The Incredibly Shrinking Rugs!!!
Rugs do shrink. Some slight – a fraction of an inch … some a lot – inches. Usually on their very first wash IF they have not been washed after being woven (good rug manufacturers generally wash their rugs after weaving is done).
How much will they shrink? This depends. You have to think about it as you would brand new clothing, that first wash will make it a bit smaller, but if you do a gentle cool clean, and easy dry, it’s less shrinking than if you hot water and hot dry the piece.
But with a woven rug, any shrinking will be slight. (FYI – a WOVEN rug is a rug that you can see the design on the back that matches the front.)
There is an exception to the “slight” rule though … and this is tribal rugs woven on a WOOL foundation, and in particular Afghan wool on wool rugs. Like this:
Corner of an Afghan rug – wool knots wrapped around wool foundation.

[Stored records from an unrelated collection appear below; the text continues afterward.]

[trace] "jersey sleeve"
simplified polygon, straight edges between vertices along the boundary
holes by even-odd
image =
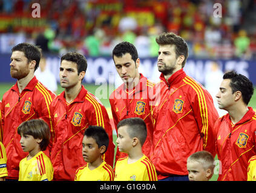
[[[6,157],[5,148],[4,145],[0,142],[0,177],[8,176],[7,169],[6,167],[6,162],[7,160]]]
[[[53,168],[50,159],[39,157],[37,161],[38,181],[51,181],[53,178]]]
[[[218,115],[210,94],[198,84],[192,84],[194,92],[191,93],[191,106],[194,117],[203,139],[203,150],[209,151],[214,157],[216,154],[214,124]]]
[[[50,151],[54,137],[53,122],[52,121],[50,112],[50,104],[53,100],[55,98],[56,95],[51,91],[46,89],[40,83],[38,83],[36,86],[36,87],[38,89],[39,93],[37,97],[37,106],[36,107],[36,111],[38,114],[39,118],[42,119],[45,121],[49,126],[50,131],[51,133],[51,139],[47,149],[49,151]]]

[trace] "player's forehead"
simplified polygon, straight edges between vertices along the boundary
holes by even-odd
[[[114,61],[116,65],[123,65],[127,63],[133,63],[133,62],[134,63],[130,53],[125,53],[121,57],[117,57],[114,55]]]
[[[83,138],[83,144],[96,144],[96,141],[94,138],[92,137],[89,137],[86,135],[84,136]]]
[[[25,55],[25,53],[21,51],[14,51],[11,53],[11,59],[27,59],[26,56]]]
[[[172,52],[175,51],[175,45],[166,44],[166,45],[160,45],[159,52]]]
[[[63,69],[73,69],[74,70],[77,71],[77,65],[76,63],[66,60],[63,60],[61,62],[61,68]]]

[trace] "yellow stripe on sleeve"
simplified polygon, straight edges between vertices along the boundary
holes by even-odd
[[[207,144],[208,135],[208,113],[205,96],[202,87],[198,85],[198,84],[194,80],[186,77],[185,78],[183,81],[187,84],[189,84],[197,94],[199,102],[200,116],[203,124],[203,128],[201,132],[204,134],[203,138],[205,138],[205,143],[203,144],[203,148],[205,148],[205,147]]]

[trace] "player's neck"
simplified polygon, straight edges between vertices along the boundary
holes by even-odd
[[[128,153],[127,163],[128,164],[134,163],[142,158],[143,155],[142,151],[141,150],[140,151],[140,150],[133,151]]]
[[[82,85],[77,84],[71,88],[65,89],[65,97],[68,103],[73,101],[77,96],[82,89]]]
[[[245,115],[248,112],[249,109],[247,106],[242,106],[239,107],[236,107],[234,109],[230,110],[228,113],[230,118],[233,124],[235,124],[240,121]]]
[[[34,74],[30,72],[26,77],[17,80],[18,87],[19,88],[19,93],[22,92],[33,77]]]
[[[126,84],[126,87],[128,90],[133,89],[138,84],[140,80],[140,74],[138,72],[136,77],[133,79],[133,81]]]
[[[28,152],[28,156],[27,157],[27,160],[29,160],[30,159],[33,158],[38,153],[39,153],[40,151],[41,151],[41,150],[40,149],[39,145],[38,145],[33,150]]]

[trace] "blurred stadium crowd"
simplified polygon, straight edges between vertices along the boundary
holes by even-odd
[[[31,16],[36,2],[38,18]],[[0,52],[19,40],[44,52],[110,56],[125,40],[140,57],[154,57],[156,35],[173,31],[188,42],[189,57],[255,59],[255,11],[256,0],[0,0]]]

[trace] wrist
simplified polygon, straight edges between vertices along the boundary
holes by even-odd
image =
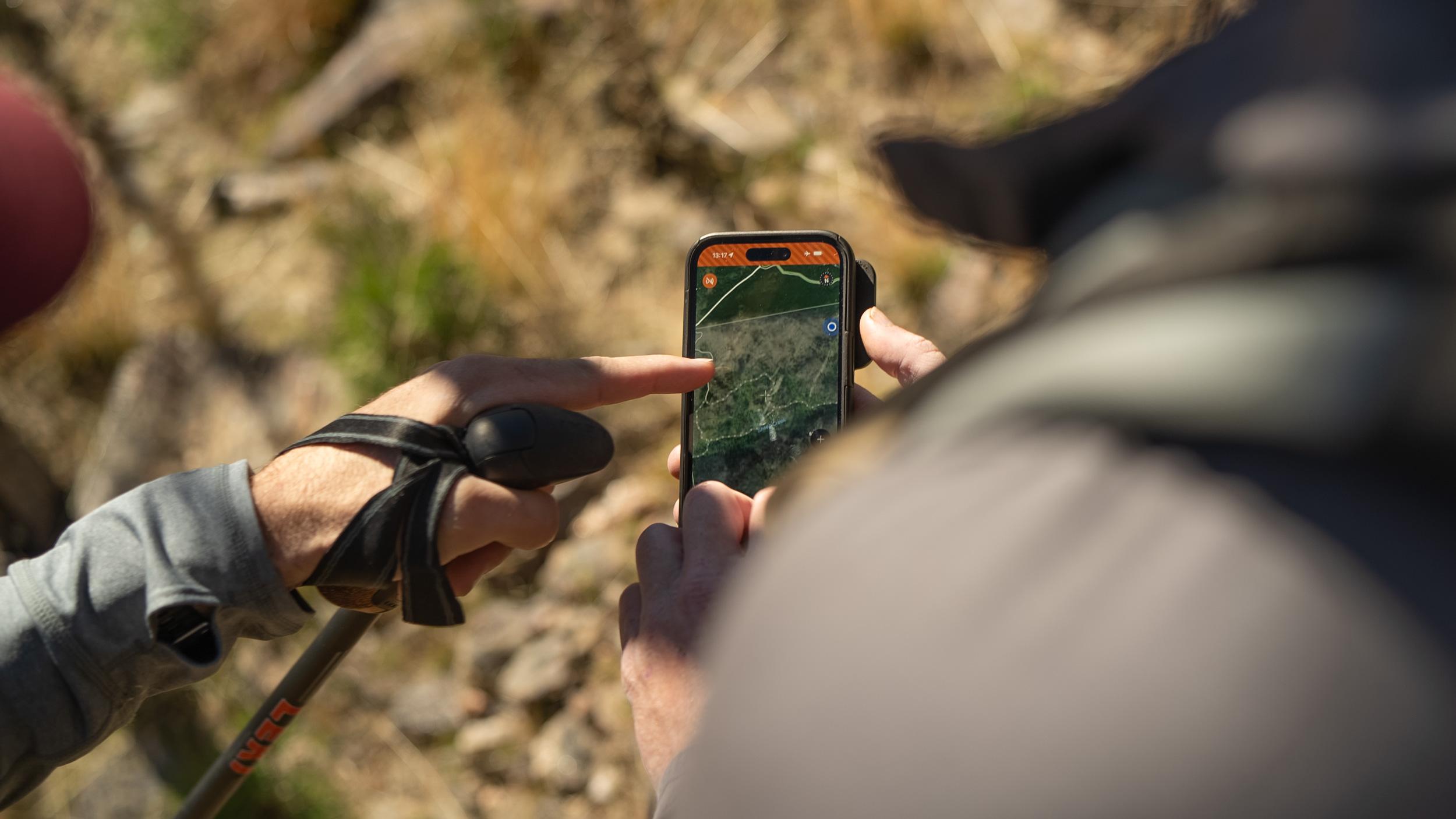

With this rug, the wool face fibers are wrapped around wool warps and wefts as opposed to cotton warps and wefts.
Cotton is generally the foundation fiber of choice, because it provides a consistent twist throughout, and helps create a rug that will lay flatter in the floor. Wool, has a lot of give to it. Just think of a wool sweater, and how you can stretch it when you need to, or it can sometimes shrink up a bit. It does not keep it’s consistent shape as cotton would when laid out wet to dry.
Because of the war-torn conditions of Afghanistan, for decades there have been rugs not necessarily created under ideal quality control conditions. And this can lead to some of the rug product in contemporary Afghanistan to shrink more than would be deemed acceptable.
I actually had the owner of an Afghan restaurant try to convince me that washing a rug should never happen because it damages rugs. I had to correct him that rugs properly woven with quality fibers, dyes, and construction can be washed throughout its 100 or more years and not have damage from cleaning. (Honestly, NOT cleaning it and leaving abrasive dirt in the fibers will cut the face fibers and cause more damage that way. Cleaning is the best thing you can do for your rug because it removes this grit.)
With some Afghani rugs, however, a wash can mean a release of dyes not properly rinsed before being woven into a rug, and it can mean some buckling and shrinking or stretching of wool fibers with different tensions and twists.
Luckily for you, the worst of the possible dangerous rugs to clean from this region will show you warning signs. Sometimes slight, like this one where the edges and ends show definite variations in width and length:
Rug is NOT symmetrical – wavy along all edges.
Sometimes the warning signs are so strong – you need to make the decision to only surface clean the rug because immersing it in a bath will risk making the rug shape even worse. This rug is an enormous “don’t wash me” sign:
End is buckled from a poorly executed weave, and it will get worse with a wash.
With rugs like these, you do need to get a release of liability if the owner insists on having it cleaned. Photo documentation that this rug was NEVER perfectly square, and never laid flat on the floor, would also be helpful.
Sometimes these rugs can be stretched to a certain extent on a stretching floor to help loosen up the shape. You can also tack out the rug and clean with a hand tool so that you can control the potential of shrinking. However, these problems are WEAVING characteristics and not the result of improper cleaning. There is literally only so much you can do. You cannot undo a bad weave, or inconsistent tension. All you can do is try to control the shape so that it does not become worse when cleaning.
The key here is to closely inspect the rug, and catch the warning signs BEFORE you clean the rug. Point out the characteristics of the rug to the client. (Everyone repeat after me!) When it is communicated before the wash, it is EDUCATION – when it is communicated after the wash, it is an EXCUSE.
Rugs from contemporary Afghanistan can be a wash challenge. Just keep an eye out for the signs.